En 2008, on a dénombré neuf morts et 711 blessés dans ce groupe d'âge. Et oh! petite surprise, viennent ensuite les 45 à 54 ans, dont 454 d'entre eux ont subi des lésions. C'est toutefois chez les 75 ans et plus que l'on trouve le plus grand nombre de décès avec 12, bien que ce groupe d'âge soit parmi ceux où il y a le moins d'accidentés, avec 260. Les 35 à 44 ans font plutôt bonne figure en comparaison aux autres groupes d'âge, avec seulement trois décès et 352 accidentés.

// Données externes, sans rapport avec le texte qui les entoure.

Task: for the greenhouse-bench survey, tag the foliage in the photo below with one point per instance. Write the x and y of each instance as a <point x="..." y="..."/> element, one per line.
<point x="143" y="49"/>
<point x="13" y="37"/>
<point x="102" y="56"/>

Au total l'année dernière au Québec, 3267 piétons ont été victimes d'un accident avec une voiture ou un camion, 279 ont subi des blessures graves et 71 ont perdu la vie. Si des progrès sont enregistrés depuis quelques années, du chemin reste à faire pour améliorer la sécurité de tous, admet Lise Tourigny, porte-parole de la Société d'assurance automobile du Québec (SAAQ), qui lançait lundi son opération annuelle Bon pied, bon oeil, qui se tiendra jusqu'au 25 octobre. «Depuis 2007, on a constaté une baisse des décès de 6,9 %. Mais il y a encore trop de victimes.»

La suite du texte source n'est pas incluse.